With as microscopic as my understanding is, this feels like a legit solution. Is the epoch key difficult to access for the substandard intelligence like me, or is the client handling all of that?
Cold Root Identity v0.1.0
Cold Root Identity is a simple model for survivable Nostr identities. No protocol changes, no new relay behavior, and no delegation logic.
The idea is straightforward:
- A root key stays offline as the authority
- Epoch keys are derived deterministically for actual daily use
- A signed lineage event proves each new epoch key is legitimate
- Clients treat the newest valid epoch as the user’s active identity
- Old posts stay under old keys; new posts use the fresh one
This gives users safe key rotation without burning their entire account. A compromise only affects a single window instead of the whole identity.
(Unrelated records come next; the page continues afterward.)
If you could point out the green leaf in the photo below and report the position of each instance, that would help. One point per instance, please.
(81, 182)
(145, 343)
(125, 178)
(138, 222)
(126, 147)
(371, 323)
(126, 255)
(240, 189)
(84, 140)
The Python reference implementation, test vectors, and spec are here:
https://github.com/GHOST-UntraceableDigitalDissident/cold-root-identity
If you’re a client dev, this is everything needed to implement rotation cleanly today.
Discussion
The epoch key is generated from the root key offline. The client never sees the root and has no visibility into the derivation process. All the client needs is the lineage event you publish that proves “this new pubkey descends from my root.”
Once the client sees that lineage event, it just switches over automatically. Users shouldn’t need to understand HKDF or manage subkeys manually. Clients can handle rotation entirely.
Right now the reference code is just a simple Python prototype that generates and rotates keys offline. (see below) It’s proof of concept. The end state is a small app or built in client feature that handles all of this behind the scenes with one click while your root stays cold.